Upacara ini adalah wujud rasa syukur masyarakat atas berkah alam yang melimpah, baik dari hasil pertanian maupun laut. Dengan rangkaian acara yang penuh makna, Bekti Pertiwi Pisungsung Jaladri berhasil menjadi daya tarik wisata yang tak hanya menarik perhatian masyarakat setempat, namun juga para wisatawan domestik maupun mancanegara.
Ketahui dalam artikel ini untuk mengetahuinya!
Makna Filosofis
Upacara Bekti Pertiwi Pisungsung Jaladri mengandung makna filosofis yang mendalam. Secara etimologis, “Bekti” berarti berbakti atau patuh, “Pertiwi” bermakna bumi, “Pisungsung” diartikan sebagai persembahan, dan “Jaladri” merujuk pada laut atau samudra.
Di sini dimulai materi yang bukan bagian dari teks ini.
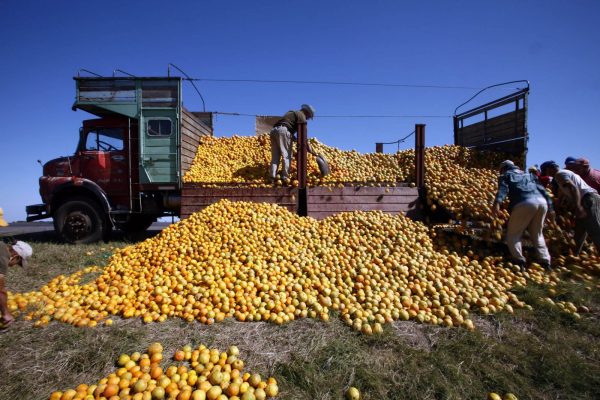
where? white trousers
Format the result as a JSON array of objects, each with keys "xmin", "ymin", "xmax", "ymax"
[
  {"xmin": 269, "ymin": 126, "xmax": 293, "ymax": 179},
  {"xmin": 506, "ymin": 198, "xmax": 551, "ymax": 264}
]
Ketika semua kata tersebut digabungkan, maknanya adalah “persembahan untuk berbakti kepada Ibu Pertiwi” sebagai ungkapan syukur atas keberkahan yang alam semesta berikan.
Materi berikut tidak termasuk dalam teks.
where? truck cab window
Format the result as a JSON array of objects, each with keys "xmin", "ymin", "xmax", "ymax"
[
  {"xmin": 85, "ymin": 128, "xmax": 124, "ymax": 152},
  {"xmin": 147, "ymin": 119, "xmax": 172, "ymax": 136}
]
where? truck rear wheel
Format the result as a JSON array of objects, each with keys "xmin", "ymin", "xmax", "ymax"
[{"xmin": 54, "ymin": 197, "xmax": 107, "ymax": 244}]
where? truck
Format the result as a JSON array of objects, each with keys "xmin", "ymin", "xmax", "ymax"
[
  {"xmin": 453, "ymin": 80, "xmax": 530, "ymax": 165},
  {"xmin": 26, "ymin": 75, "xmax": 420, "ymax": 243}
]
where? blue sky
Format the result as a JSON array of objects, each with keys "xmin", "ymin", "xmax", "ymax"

Simbolisasi Dewi Sri dalam Upacara
Pada upacara ini, Dewi Sri menjadi simbol utama yang menggambarkan kesuburan dan kemakmuran. Masyarakat Padukuhan Mancingan percaya bahwa Dewi Sri adalah pelindung hasil bumi, terutama padi. Tak heran jika dalam prosesi upacara, simbol Dewi Sri diwakili oleh hasil panen padi yang melimpah.
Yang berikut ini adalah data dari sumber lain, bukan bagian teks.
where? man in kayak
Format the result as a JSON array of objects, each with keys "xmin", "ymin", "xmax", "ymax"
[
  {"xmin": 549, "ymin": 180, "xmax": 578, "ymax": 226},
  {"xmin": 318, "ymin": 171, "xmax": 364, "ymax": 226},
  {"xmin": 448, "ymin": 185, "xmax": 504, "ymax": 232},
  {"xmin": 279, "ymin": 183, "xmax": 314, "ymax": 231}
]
Dewi Sri tak hanya dianggap sebagai dewi pertanian, tetapi juga simbol dari seluruh hasil bumi secara umum. Dengan menghadirkan Dewi Sri dalam upacara, masyarakat berharap agar panen mereka selalu berlimpah dan terhindar dari kegagalan. Tak hanya itu, Dewi Sri juga mampu melindungi masyarakat dari berbagai bencana yang mengancam hasil pertanian.
Proses dan Rangkaian
1. Kirab Budaya dari Joglo Pariwisata ke Cepuri Pantai Parangkusumo
Rangkaian upacara Bekti Pertiwi Pisungsung Jaladri mulai dengan kirab budaya yang diikuti oleh seluruh masyarakat Padukuhan Mancingan. Kirab ini mulai dari Joglo Pariwisata, yang terletak di Pantai Parangtritis, menuju Cepuri di Pantai Parangkusumo.
Para peserta kirab mengenakan pakaian adat Yogyakarta yang lengkap dan membawa berbagai ubarampe (perlengkapan upacara) seperti pakaian adat, jarik, hingga buah-buahan.
Sepanjang kirab, para peserta berjalan dengan khidmat di tepi pantai, sembari membawa persembahan yang akan dilarung di Pantai Parangkusumo. Kirab ini menjadi momen yang sakral dan mencerminkan keharmonisan antara manusia dengan alam.
2. Melarung Ubarampe di Pantai Parangkusumo
Setibanya di Cepuri Parangkusumo, prosesi upacara lanjut dengan melarung atau labuhan berbagai ubarampe yang telah dibawa. Proses larung ini dengan mengirimkan berbagai persembahan ke laut sebagai simbol penyerahan diri kepada alam dan Tuhan Yang Maha Esa.
Melarung juga bermakna sebagai ungkapan permohonan agar alam senantiasa memberikan keberkahan bagi kehidupan masyarakat.
BACA JUGA: Munjungan, Tradisi Penghormatan kepada Leluhur di Indramayu
3. Pagelaran Wayang Kulit sebagai Penutup Upacara
Sebagai penutup, ada pertunjukan wayang kulit yang biasanya berlangsung hingga larut malam. Wayang kulit ini tidak hanya menjadi hiburan bagi masyarakat, tetapi juga sarana penyampaian pesan-pesan moral dan spiritual.
Pagelaran ini juga mencerminkan kekayaan budaya Jawa yang sangat kental dalam tradisi Bekti Pertiwi Pisungsung Jaladri.